Exercise is probably the last thing on your mind when a flare up of arthritis hits, but a workout may do you the world of good Download The Car Detective. Staying active is one of the best ways to ease arthritis and joint pain. This doesn’t mean you need to run a marathon – even moderate bouts of exercise can help you manage and improve your condition.
Regular exercise can:
- Reduce painful, swollen joints.
- Increase your flexibility.
- Strengthen your muscles.
- Help you maintain bone strength.
- Control your weight. Less weight means less pressure on joints.
- Fight fatigue and give you the energy you need each day.
- Help you get a good night’s rest.
- Improve your overall sense of wellbeing.
Brisk walking can strengthen your joints and reduce pain. It can also help you lose weight and maintain a healthy weight, which can ease the stress on your joints. Up your daily step quota by using the stairs instead of the lift, going for a walk during your lunch break, or taking a stroll around your neighbourhood on weekends. Aim for at least 30 minutes a day, three to five times a week.
“Cycling at low resistance or any exercise where you can do a full range of leg and arm exercises are great for relieving joint pain,” says Cape Town-based physiotherapist, Trish Lang. It can also reduce pain in your ankles and feet, and strengthen your knees. Give cycling a go for 10 minutes. Then, work your way up to 30 to 40 minutes. Do this two to four times a week.

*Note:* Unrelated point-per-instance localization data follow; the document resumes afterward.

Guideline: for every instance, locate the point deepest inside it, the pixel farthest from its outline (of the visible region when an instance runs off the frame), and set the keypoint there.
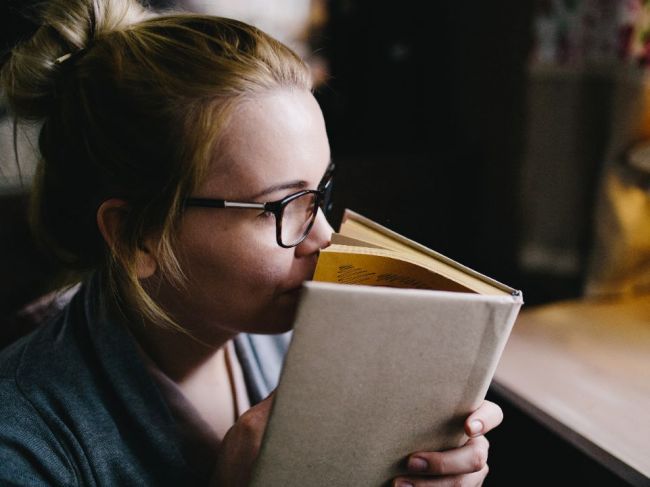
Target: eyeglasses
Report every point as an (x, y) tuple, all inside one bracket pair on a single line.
[(295, 214)]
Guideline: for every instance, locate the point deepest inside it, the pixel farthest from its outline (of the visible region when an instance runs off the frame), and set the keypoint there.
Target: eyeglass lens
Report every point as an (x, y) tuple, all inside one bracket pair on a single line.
[(298, 217)]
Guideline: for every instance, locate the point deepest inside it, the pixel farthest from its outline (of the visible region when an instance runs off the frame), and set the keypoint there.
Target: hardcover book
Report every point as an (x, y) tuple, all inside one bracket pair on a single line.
[(394, 345)]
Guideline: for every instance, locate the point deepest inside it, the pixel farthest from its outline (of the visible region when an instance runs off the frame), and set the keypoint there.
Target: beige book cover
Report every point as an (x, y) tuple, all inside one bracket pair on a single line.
[(374, 372)]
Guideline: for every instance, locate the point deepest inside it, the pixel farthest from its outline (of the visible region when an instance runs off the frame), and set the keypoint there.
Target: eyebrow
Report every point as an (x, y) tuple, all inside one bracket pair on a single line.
[(298, 184)]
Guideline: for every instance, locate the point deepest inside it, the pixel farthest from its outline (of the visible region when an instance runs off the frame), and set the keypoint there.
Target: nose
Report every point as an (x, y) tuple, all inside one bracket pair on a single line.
[(319, 237)]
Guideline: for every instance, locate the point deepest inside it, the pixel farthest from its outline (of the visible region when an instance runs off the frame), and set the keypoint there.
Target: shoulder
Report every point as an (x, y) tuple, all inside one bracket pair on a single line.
[(30, 453), (32, 374)]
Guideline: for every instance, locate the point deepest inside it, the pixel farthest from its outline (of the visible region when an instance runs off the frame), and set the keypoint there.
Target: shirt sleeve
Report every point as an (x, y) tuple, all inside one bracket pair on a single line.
[(30, 454)]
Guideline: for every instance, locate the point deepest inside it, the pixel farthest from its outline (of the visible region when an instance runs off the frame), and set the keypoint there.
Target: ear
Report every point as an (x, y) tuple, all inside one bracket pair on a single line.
[(110, 215)]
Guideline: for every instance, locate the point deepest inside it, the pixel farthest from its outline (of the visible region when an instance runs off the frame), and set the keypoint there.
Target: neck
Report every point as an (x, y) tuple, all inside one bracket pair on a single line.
[(176, 353)]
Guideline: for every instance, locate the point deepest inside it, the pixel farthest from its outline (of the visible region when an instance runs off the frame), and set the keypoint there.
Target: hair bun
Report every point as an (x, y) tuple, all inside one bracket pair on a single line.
[(28, 77)]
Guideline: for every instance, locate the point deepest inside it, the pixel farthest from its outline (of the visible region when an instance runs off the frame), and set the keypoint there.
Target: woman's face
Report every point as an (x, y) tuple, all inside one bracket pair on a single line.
[(239, 278)]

Swimming is a low-impact sport. This means it is easy on your joints, making it a good choice if you suffer from severe arthritis pain. It also works every muscle in your body and builds strength. At the same time, swimming is very relaxing. Start off slowly by doing as many laps as you can in five minutes. Then, increase the time and distance, mixing up strokes and speeds. Add water aerobics to your routine to keep it fresh.
Chair stands are great for building strong arm and leg muscles, and can be done right in your home. While sitting at a normal height, stand up and then sit down (don’t flop down) using only your legs for support. Use your arms to help, if necessary. To target your arm muscles, use only your arms to raise and lower yourself into the chair. Do 10 to 15 reps of each exercise.
Pilates is great for stabilising your joints and strengthening the muscles that support your joints. It can also improve your flexibility and posture. Dust off your gym mat and give this simple pose a try: lie on your back, bend your knees, and place your arms on the sides of your body. Then, lift your pelvis while you pull in your abdominal muscles. Breathe in deeply as you hold this position. Then, breathe out as you lower your pelvis back to the ground.
- Talk to your doctor before starting any type of exercise. Check how much and what type of activity you should do, and how intensely you should do it. There may be certain exercises you need to avoid.
- Exercise should be fun, so take your time and pace yourself.
- Find an exercise you enjoy. You will be more likely to stick with it.
- Listen to your body, and never try to exercise through pain. If you feel pain or notice any swelling or redness in your joints, take a break.